レイラのこれから
風呂から上がると、湯気の残る休憩所で麗華とミレが並んで牛乳を飲んでいた。
浴衣姿の二人は、戦場で見せていた張り詰めた表情とはまるで別人のように穏やかだ。
「あ! やっと上がってきた」
「牛乳おいしいのにゃ♪」
ミレは尻尾を揺らしながら、無邪気な笑顔を向けてくる。
「待たせたな」
「誰かと話してたの?」
麗華が興味深そうに顔を覗き込む。距離が近い。
「あぁ、鬼火のおっさんと少しな」
「鬼火のおっさんかぁ……私も会ってみたかったな〜」
麗華は少し残念そうに肩を落とした。
「鬼火の族長だからな。たしか、この近くに鬼火の集落があったはずだ。そこに行けば会えると思うぞ」
「ほんと!?」
ぱっと表情を輝かせる麗華を見ながら、俺は自然と別のことを考えていた。
(……俺たちが行き先の決定に関与する資格はない。けど……)
「ご主人様、どうしたのにゃ?」
ミレが心配そうに首を傾げる。
どうやら、考えが顔に出ていたらしい。
「リナと、レイラさんのこれからがな……」
「やっぱり、ご主人様もにゃ……」
ミレも同じだったのか、少し寂しそうに視線を落とす。
「私も……気になるのにゃ」
ミレは特にレイラさんに懐いていた。
戦闘中だけでなく、日常でもずっと一緒だったのだ。無理もない。
「二人も、同じこと考えてたんだね」
麗華の声も、わずかに震えていた。
「麗華もなのか?」
「うん……関与する権利はないって分かってる。でも、あれだけの死闘を一緒に乗り越えた仲間だから」
麗華は、自分を納得させるように小さく笑った。
「どうしても、気になっちゃうんだ」
結局、三人とも同じだった。
割り切れない想いを、胸の奥に抱えたままなのだ。
「俺も、本音を言えば……レイラさんとは、これからも一緒に戦いたい」
だが、すぐに首を振る。
「でも、それは俺たちが決めることじゃない。レイラさんの人生だ」
俺たちの都合で、誰かの未来を縛ることはできない。
――そして、その頃。
レイラさんとリナも、同じ想いを抱えていた。
――――孤児院――――
子供たちを寝かしつけた後、リナに手招きをされ、私は縁側に腰を下ろした。
夜風が涼しく、遠くで虫の声が聞こえる。
「宝様たち、明日の朝にマジュリアを旅立つんだって」
「……そうですか」
胸の奥が、きゅっと締め付けられる。
本当は、ついて行きたい。
宝様たちの隣で、これからも共に戦いたい。
けれど――。
この孤児院で過ごす子供たちとの日々も、私にとってかけがえのないものだった。
「レイラは……どうしたいの?」
リナの問いに、言葉が喉につかえる。
息が苦しい。
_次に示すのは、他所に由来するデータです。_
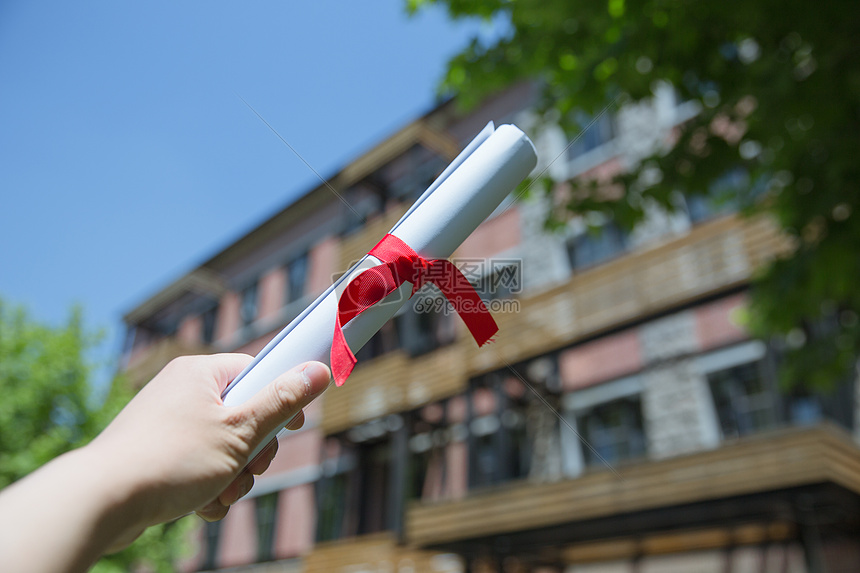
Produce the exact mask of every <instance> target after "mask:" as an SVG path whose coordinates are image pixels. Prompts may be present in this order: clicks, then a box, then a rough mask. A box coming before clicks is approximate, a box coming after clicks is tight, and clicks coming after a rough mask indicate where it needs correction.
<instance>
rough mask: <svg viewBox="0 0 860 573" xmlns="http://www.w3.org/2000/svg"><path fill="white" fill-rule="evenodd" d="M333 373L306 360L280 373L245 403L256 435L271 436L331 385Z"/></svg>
mask: <svg viewBox="0 0 860 573" xmlns="http://www.w3.org/2000/svg"><path fill="white" fill-rule="evenodd" d="M329 380H331V372H330V371H329V369H328V367H327V366H326V365H325V364H323V363H321V362H306V363H304V364H299V365H298V366H296V367H295V368H293V369H292V370H289V371H287V372H285V373H284V374H281V375H280V376H278V377H277V378H275V380H274V381H273V382H272V383H271V384H269V385H268V386H266V387H265V388H263V389H262V390H260V391H259V392H257V393H256V394H255V395H254V396H253V397H252V398H250V399H249V400H248V401H247V402H245V404H244V405H243V409H244V410H245V414H246V416H247V419H249V420H253V423H254V426H255V427H256V430H257V434H258V435H257V438H258V439H263V437H265V436H267V435H269V434H270V433H272V432H274V431H275V430H278V429H280V428H281V427H283V425H284V424H286V423H287V421H288V420H289V419H290V418H292V417H293V416H294V415H296V414H297V413H298V412H300V411H301V409H302V408H304V407H305V406H307V405H308V404H309V403H310V402H311V400H313V399H314V398H316V397H317V395H319V394H320V393H321V392H322V391H323V390H325V389H326V388H327V387H328V383H329Z"/></svg>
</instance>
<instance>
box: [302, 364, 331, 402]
mask: <svg viewBox="0 0 860 573" xmlns="http://www.w3.org/2000/svg"><path fill="white" fill-rule="evenodd" d="M329 378H330V374H329V370H328V368H326V367H325V366H323V365H322V364H320V363H319V362H308V363H307V364H306V365H305V367H304V368H302V381H303V382H304V383H305V396H310V395H312V394H314V393H315V392H317V391H319V390H316V391H315V390H314V387H319V386H321V385H322V384H327V383H328V380H329Z"/></svg>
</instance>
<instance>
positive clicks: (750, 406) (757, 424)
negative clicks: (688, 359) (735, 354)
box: [708, 361, 776, 439]
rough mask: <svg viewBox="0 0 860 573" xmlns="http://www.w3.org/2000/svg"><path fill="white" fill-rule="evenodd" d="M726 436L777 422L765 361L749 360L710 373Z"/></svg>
mask: <svg viewBox="0 0 860 573" xmlns="http://www.w3.org/2000/svg"><path fill="white" fill-rule="evenodd" d="M708 384H709V386H710V387H711V393H712V394H713V396H714V406H715V407H716V409H717V416H718V417H719V420H720V429H721V430H722V434H723V439H727V438H737V437H740V436H746V435H748V434H752V433H754V432H757V431H761V430H764V429H767V428H769V427H772V426H773V425H774V424H775V423H776V420H775V416H774V413H775V403H774V394H773V392H771V391H770V390H769V388H768V387H767V385H766V384H765V379H764V377H763V376H762V373H761V362H760V361H757V362H748V363H746V364H740V365H738V366H733V367H731V368H726V369H723V370H718V371H716V372H711V373H710V374H708Z"/></svg>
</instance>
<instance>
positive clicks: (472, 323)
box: [430, 259, 499, 346]
mask: <svg viewBox="0 0 860 573" xmlns="http://www.w3.org/2000/svg"><path fill="white" fill-rule="evenodd" d="M433 263H434V264H440V265H442V267H443V268H444V273H443V277H444V280H434V279H430V280H432V281H433V282H434V283H435V284H436V286H438V287H439V290H441V291H442V294H444V295H445V297H446V298H447V299H448V300H449V301H450V302H451V304H452V305H453V307H454V310H455V311H456V312H457V314H459V315H460V318H462V319H463V322H465V323H466V327H467V328H468V329H469V332H470V333H471V334H472V338H474V339H475V342H477V343H478V346H483V345H484V344H486V343H487V342H490V341H491V340H492V338H493V336H495V334H496V333H497V332H498V331H499V325H497V324H496V321H495V320H494V319H493V315H492V314H490V311H489V310H488V309H487V305H486V304H484V301H483V300H482V299H481V297H480V296H478V293H477V292H475V287H474V286H472V283H470V282H469V279H467V278H466V277H465V276H464V275H463V273H462V272H460V269H458V268H457V267H456V266H455V265H454V264H453V263H452V262H451V261H449V260H447V259H438V260H435V261H433Z"/></svg>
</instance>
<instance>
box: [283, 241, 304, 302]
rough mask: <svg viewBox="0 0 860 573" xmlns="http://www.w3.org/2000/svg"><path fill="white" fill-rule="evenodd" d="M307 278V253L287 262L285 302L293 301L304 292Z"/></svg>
mask: <svg viewBox="0 0 860 573" xmlns="http://www.w3.org/2000/svg"><path fill="white" fill-rule="evenodd" d="M307 280H308V254H307V253H304V254H302V255H300V256H298V257H296V258H294V259H293V260H291V261H290V262H288V263H287V296H286V297H284V300H286V301H287V303H288V304H289V303H291V302H295V301H297V300H299V299H300V298H302V297H303V296H304V294H305V283H307Z"/></svg>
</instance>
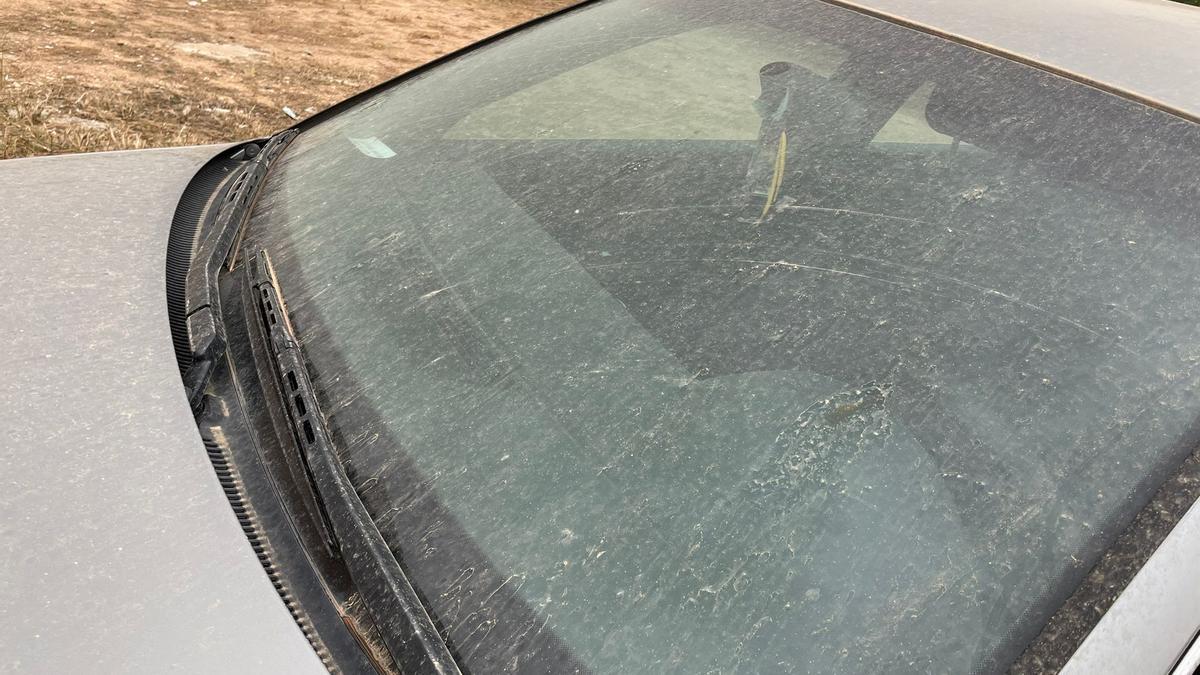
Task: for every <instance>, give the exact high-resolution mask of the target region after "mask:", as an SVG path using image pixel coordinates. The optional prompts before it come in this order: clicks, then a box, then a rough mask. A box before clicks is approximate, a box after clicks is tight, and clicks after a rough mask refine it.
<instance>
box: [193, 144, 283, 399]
mask: <svg viewBox="0 0 1200 675" xmlns="http://www.w3.org/2000/svg"><path fill="white" fill-rule="evenodd" d="M296 133H298V132H296V131H294V130H288V131H283V132H281V133H277V135H275V136H272V137H271V138H270V141H268V142H266V143H265V144H264V145H263V148H262V149H259V148H258V145H257V144H253V143H251V144H247V145H246V147H245V148H244V149H242V150H240V151H239V154H238V155H235V156H234V159H236V160H245V161H246V163H245V165H244V166H241V167H239V169H238V172H236V173H234V174H232V175H230V177H229V178H228V179H226V180H224V183H223V184H222V186H221V189H220V190H218V191H217V192H216V195H214V196H212V201H211V202H209V204H208V205H206V207H205V213H204V217H203V221H202V222H200V225H199V227H197V233H198V237H199V239H198V241H196V243H194V244H193V246H194V250H193V251H192V265H191V268H188V270H187V279H186V280H185V295H184V297H185V303H186V306H185V317H186V318H185V319H184V321H185V322H186V323H185V324H186V328H187V337H188V347H190V350H191V359H190V362H191V365H190V366H188V369H187V371H186V372H185V374H184V387H185V388H186V390H187V401H188V404H190V405H191V406H192V412H193V413H198V412H199V410H200V401H202V400H203V394H204V387H205V384H208V381H209V377H211V375H212V369H214V368H215V365H216V362H217V359H220V358H221V354H223V353H224V348H226V336H224V329H223V328H222V325H221V322H220V321H217V317H218V316H221V300H220V294H218V293H217V275H218V274H220V273H221V267H222V265H224V263H226V261H227V259H228V258H229V255H230V252H233V251H236V240H238V237H239V234H240V232H241V228H242V225H244V223H245V221H246V216H247V215H248V211H250V208H251V207H252V205H253V203H254V198H256V196H257V195H258V190H259V187H260V186H262V184H263V179H264V178H265V177H266V172H268V171H269V168H270V165H271V161H274V160H275V159H276V157H278V156H280V155H281V154H282V153H283V150H284V149H286V148H287V145H288V143H290V142H292V139H293V138H295V136H296Z"/></svg>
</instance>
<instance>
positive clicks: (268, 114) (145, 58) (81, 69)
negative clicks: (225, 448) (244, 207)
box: [0, 0, 572, 159]
mask: <svg viewBox="0 0 1200 675" xmlns="http://www.w3.org/2000/svg"><path fill="white" fill-rule="evenodd" d="M571 1H572V0H0V159H7V157H22V156H29V155H46V154H58V153H78V151H92V150H115V149H127V148H149V147H158V145H184V144H194V143H208V142H217V141H229V139H238V138H252V137H257V136H263V135H265V133H269V132H271V131H276V130H278V129H282V127H284V126H288V125H290V124H292V119H290V118H289V117H288V115H287V113H286V112H284V108H288V109H289V110H292V112H293V113H294V114H295V115H296V117H299V118H301V119H302V118H305V117H307V115H311V114H312V113H314V112H317V110H319V109H322V108H324V107H326V106H329V104H331V103H335V102H337V101H340V100H342V98H344V97H347V96H349V95H350V94H354V92H356V91H360V90H362V89H366V88H367V86H370V85H372V84H374V83H378V82H380V80H384V79H388V78H390V77H394V76H396V74H398V73H401V72H403V71H406V70H409V68H412V67H414V66H416V65H420V64H422V62H425V61H428V60H431V59H433V58H436V56H438V55H440V54H444V53H446V52H450V50H454V49H456V48H458V47H462V46H464V44H468V43H470V42H474V41H476V40H479V38H481V37H485V36H487V35H491V34H493V32H497V31H499V30H503V29H504V28H508V26H510V25H514V24H516V23H520V22H523V20H527V19H530V18H533V17H536V16H539V14H542V13H546V12H550V11H552V10H556V8H558V7H562V6H565V5H569V4H571Z"/></svg>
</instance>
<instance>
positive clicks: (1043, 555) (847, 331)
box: [251, 0, 1200, 674]
mask: <svg viewBox="0 0 1200 675" xmlns="http://www.w3.org/2000/svg"><path fill="white" fill-rule="evenodd" d="M1198 157H1200V141H1198V133H1196V129H1195V127H1194V126H1193V125H1192V124H1190V123H1187V121H1183V120H1180V119H1176V118H1172V117H1170V115H1168V114H1165V113H1160V112H1157V110H1152V109H1150V108H1146V107H1144V106H1141V104H1139V103H1135V102H1130V101H1127V100H1123V98H1120V97H1117V96H1114V95H1110V94H1105V92H1102V91H1099V90H1096V89H1092V88H1088V86H1086V85H1084V84H1079V83H1075V82H1072V80H1067V79H1063V78H1061V77H1057V76H1054V74H1050V73H1046V72H1042V71H1038V70H1034V68H1031V67H1028V66H1024V65H1019V64H1015V62H1012V61H1007V60H1003V59H1001V58H997V56H994V55H989V54H985V53H982V52H978V50H973V49H970V48H967V47H964V46H959V44H953V43H949V42H947V41H944V40H942V38H938V37H934V36H929V35H924V34H920V32H917V31H913V30H910V29H905V28H900V26H896V25H893V24H889V23H886V22H883V20H878V19H875V18H869V17H865V16H863V14H858V13H856V12H852V11H848V10H845V8H840V7H834V6H829V5H824V4H820V2H809V1H800V0H778V1H776V0H748V1H744V2H731V1H727V0H722V1H720V2H715V1H707V0H698V1H692V2H683V1H674V0H654V1H652V0H612V1H610V2H601V4H596V5H592V6H589V7H587V8H583V10H581V11H576V12H572V13H569V14H566V16H564V17H559V18H556V19H553V20H551V22H548V23H546V24H544V25H540V26H538V28H536V29H533V30H529V31H524V32H522V34H518V35H516V36H512V37H508V38H504V40H502V41H498V42H494V43H492V44H491V46H488V47H486V48H482V49H478V50H475V52H473V53H472V54H469V55H467V56H464V58H461V59H457V60H454V61H451V62H449V64H448V65H444V66H439V67H436V68H432V70H430V71H426V72H424V73H421V74H419V76H416V77H413V78H409V79H408V80H406V82H403V83H402V84H400V85H396V86H392V88H391V89H388V90H386V91H384V92H382V94H379V95H376V96H373V97H370V98H367V100H365V101H362V102H361V103H359V104H356V106H354V107H352V108H349V109H347V110H346V112H343V113H340V114H337V115H335V117H332V118H330V119H328V120H325V121H323V123H322V124H319V125H316V126H313V127H312V129H310V130H307V131H305V132H304V133H302V135H301V136H300V137H299V139H296V141H295V142H294V144H293V145H292V148H290V149H289V150H288V154H287V155H286V156H284V157H283V159H282V160H280V162H278V163H277V167H276V168H275V169H272V174H271V177H270V179H269V185H268V187H266V192H265V196H264V197H263V198H262V199H260V202H259V204H258V207H257V210H256V214H254V216H253V222H252V226H251V232H252V234H251V235H252V237H254V238H258V239H259V240H260V241H262V244H263V245H265V246H268V247H270V249H271V251H272V257H274V258H275V267H276V270H277V273H278V276H280V283H281V286H282V288H283V291H284V294H286V295H287V297H288V299H289V309H290V312H292V317H293V322H294V324H295V327H296V331H298V334H299V337H300V340H301V342H302V346H304V350H305V351H306V353H307V357H308V359H310V362H311V364H312V369H313V371H314V383H316V386H317V387H318V388H319V392H320V405H322V407H323V410H324V413H325V414H326V416H328V418H329V422H330V425H331V428H332V430H334V435H335V441H336V444H337V449H338V453H340V455H341V459H342V460H343V461H344V464H346V467H347V471H348V472H349V474H350V477H352V479H353V482H354V484H355V486H356V489H358V490H359V492H360V495H361V497H362V498H364V501H365V503H366V504H367V508H368V510H370V513H371V514H372V516H373V519H374V520H376V524H377V525H378V527H379V530H380V532H382V533H383V534H384V537H385V538H386V539H388V542H389V544H390V545H391V548H392V549H394V551H395V552H396V554H397V557H398V558H401V560H402V562H403V566H404V568H406V569H407V572H408V574H409V575H410V578H412V580H413V583H414V585H415V586H416V587H418V590H419V592H420V593H421V596H422V599H424V602H425V603H426V605H427V608H428V610H430V613H431V615H432V616H433V617H434V619H436V621H437V622H438V626H439V628H440V629H442V631H443V634H444V635H445V638H446V640H448V641H449V644H450V646H451V649H452V650H454V652H455V655H456V656H457V657H458V658H460V661H461V662H462V664H463V665H464V668H466V669H468V670H470V671H474V673H505V671H514V673H545V671H547V670H548V671H590V673H611V674H625V673H768V671H769V673H864V671H888V673H893V671H910V670H919V671H929V670H932V671H956V673H966V671H971V670H972V669H978V670H980V671H994V670H1001V669H1004V668H1007V667H1008V664H1009V663H1012V661H1013V659H1014V658H1016V657H1018V656H1019V655H1020V653H1021V651H1022V650H1024V649H1025V647H1026V645H1027V644H1028V643H1030V640H1031V639H1032V638H1033V637H1036V635H1037V633H1038V632H1039V631H1040V628H1042V626H1043V625H1044V623H1045V621H1046V620H1048V617H1049V616H1050V615H1051V614H1052V613H1054V611H1055V610H1056V609H1057V607H1058V605H1060V604H1061V603H1062V601H1063V599H1064V598H1066V597H1067V596H1069V595H1070V593H1072V592H1073V591H1074V589H1075V587H1076V585H1078V583H1079V581H1080V579H1081V578H1082V577H1084V575H1085V574H1086V573H1087V571H1088V569H1090V568H1091V567H1092V566H1093V565H1094V563H1096V561H1097V560H1098V557H1099V555H1100V552H1102V551H1103V550H1104V548H1105V546H1106V545H1108V544H1109V543H1110V542H1111V539H1112V537H1115V534H1116V533H1117V532H1118V531H1120V530H1121V528H1122V527H1123V526H1124V525H1126V524H1128V521H1129V520H1130V519H1132V516H1133V515H1134V513H1135V512H1136V510H1138V509H1139V508H1140V507H1141V506H1142V504H1144V503H1145V502H1146V500H1147V498H1148V495H1150V494H1151V492H1152V491H1153V489H1154V488H1156V485H1158V484H1159V483H1160V482H1162V480H1163V479H1164V477H1165V476H1168V474H1169V473H1170V472H1171V471H1172V470H1174V467H1175V466H1177V465H1178V462H1180V461H1181V460H1182V458H1183V456H1186V455H1187V453H1188V452H1189V447H1190V443H1192V442H1193V441H1194V434H1193V430H1192V429H1193V422H1194V419H1195V418H1196V413H1198V412H1200V400H1198V399H1196V386H1198V384H1200V294H1198V293H1196V291H1195V289H1196V288H1198V287H1200V244H1198V240H1196V235H1195V232H1194V229H1195V228H1194V226H1195V213H1196V205H1198V199H1196V183H1195V175H1196V174H1198V173H1200V172H1198V167H1196V162H1198Z"/></svg>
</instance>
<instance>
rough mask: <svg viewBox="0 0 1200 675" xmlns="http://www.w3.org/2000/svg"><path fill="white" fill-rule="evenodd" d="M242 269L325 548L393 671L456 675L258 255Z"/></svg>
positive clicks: (440, 641)
mask: <svg viewBox="0 0 1200 675" xmlns="http://www.w3.org/2000/svg"><path fill="white" fill-rule="evenodd" d="M246 268H247V274H250V282H251V286H252V294H253V298H254V303H256V305H257V306H256V309H257V310H258V311H256V312H254V313H256V315H257V316H258V319H259V322H260V325H262V329H263V334H264V335H265V336H266V339H268V342H269V345H268V350H266V352H268V353H269V354H270V358H271V360H272V364H274V366H275V368H274V369H272V370H274V371H275V377H276V383H277V386H278V388H280V393H281V394H282V396H283V400H284V401H286V407H287V418H288V423H289V424H290V426H292V431H293V434H294V436H295V441H296V443H298V446H299V449H300V458H301V460H302V462H304V465H305V466H304V470H305V473H306V474H307V477H308V479H310V480H311V482H312V486H313V489H314V492H316V497H317V498H318V501H319V504H318V507H319V510H320V516H322V519H323V520H324V525H325V526H326V527H328V528H329V530H330V531H331V534H332V536H331V537H330V538H328V539H326V544H328V545H330V546H331V548H332V549H334V550H335V552H336V554H337V555H340V556H341V558H342V561H343V562H344V565H346V568H347V571H348V572H349V575H350V579H352V580H353V583H354V585H355V587H356V589H358V591H359V593H360V595H361V596H362V603H364V605H365V607H366V608H367V611H370V613H371V616H372V617H373V619H374V622H376V626H377V627H378V628H379V633H380V635H382V638H383V641H384V645H385V646H386V649H388V652H389V653H391V657H392V659H395V662H396V664H397V665H398V667H400V669H401V671H402V673H438V674H451V675H457V674H458V673H460V670H458V667H457V664H456V663H455V661H454V657H452V656H451V653H450V650H449V649H448V647H446V644H445V641H443V639H442V637H440V635H439V634H438V631H437V627H436V626H434V623H433V620H432V619H430V615H428V613H426V611H425V607H424V605H421V602H420V598H419V597H418V596H416V591H415V590H414V589H413V585H412V584H410V583H409V580H408V578H407V577H406V575H404V572H403V569H402V568H401V567H400V562H398V561H397V560H396V557H395V556H394V555H392V552H391V550H390V549H389V548H388V544H386V542H385V540H384V538H383V534H380V533H379V530H378V528H377V527H376V525H374V521H372V520H371V515H370V514H368V513H367V509H366V507H365V506H364V504H362V501H361V500H360V498H359V495H358V492H356V491H355V490H354V486H353V485H352V484H350V479H349V477H348V476H347V474H346V471H344V470H343V467H342V464H341V461H338V459H337V455H336V453H335V450H334V444H332V442H331V440H330V434H329V430H328V428H326V425H325V418H324V417H323V416H322V413H320V410H319V407H318V406H317V396H316V395H314V392H313V388H312V382H311V381H310V378H308V370H307V366H306V365H305V360H304V354H302V352H301V351H300V345H299V344H298V342H296V339H295V334H294V333H293V330H292V322H290V321H289V319H288V315H287V310H286V305H284V304H283V297H282V293H281V292H280V287H278V282H277V281H276V279H275V270H274V268H272V267H271V262H270V257H269V256H268V255H266V251H259V252H258V253H256V255H254V256H253V257H251V258H250V261H248V264H247V265H246Z"/></svg>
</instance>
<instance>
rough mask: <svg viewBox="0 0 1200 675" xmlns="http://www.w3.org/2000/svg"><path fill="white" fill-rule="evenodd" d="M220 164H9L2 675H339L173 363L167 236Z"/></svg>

それでも、今言わなければ、きっと後悔する。
「私は……宝様たちと旅を続けたいです。そして、恩師をこの手で見つけたい」
それが、私がここまで来た理由。
命を救ってくれた先生に、直接お礼を伝えるため。
「でも……私はこの孤児院の先生でもあります。あの子たちを、置いてはいけません」
妖怪に両親を奪われた、まだ小さな子供たち。
誰かの助けがなければ生きていけない存在。
「だから……私がここを離れる訳には――」
その時だった。
ぱちぱちと骨が燃える音。
蹄が地を叩く、不気味で規則正しい足音。
「レイラ・アイスロッドさん」
馬骨の馬車から降り立ったのは、マジュリア軍中将――マルバ・レギオン。
「突然の訪問をお詫びします。あなたに、どうしても伝えたい話がありまして」
中庭を歩くブーツの音が、静寂に響く。
「炎の妖将・璃炎撃破。その報酬をお渡しに来ました」
差し出された羊皮紙。赤いリボンが丁寧に結ばれている。
「貴女の功績を讃え、こちらを授与します」
広げたそこには――
《名誉保育士》の文字。
「私たちは、貴女の目的を理解しています。恩師を探す旅を、尊重したい」
「ですが……私が離れたら、ここは……」
「それなら心配いらないよ!」
馬車から降りてきたのは、ギルドマスターのマグラさんだった。
「孤児院の運営と保育は、あたし達が引き継ぐ。アンタ一人に背負わせるもんじゃない」
豪快な笑顔が、胸に染みる。
「だから、行きな。アンタはアンタの目標を追いな!」
堪えていたものが、溢れた。
「……本当に、ありがとうございます」
温かさに包まれながら、私はようやく、自分の進む道を見つけたのだった。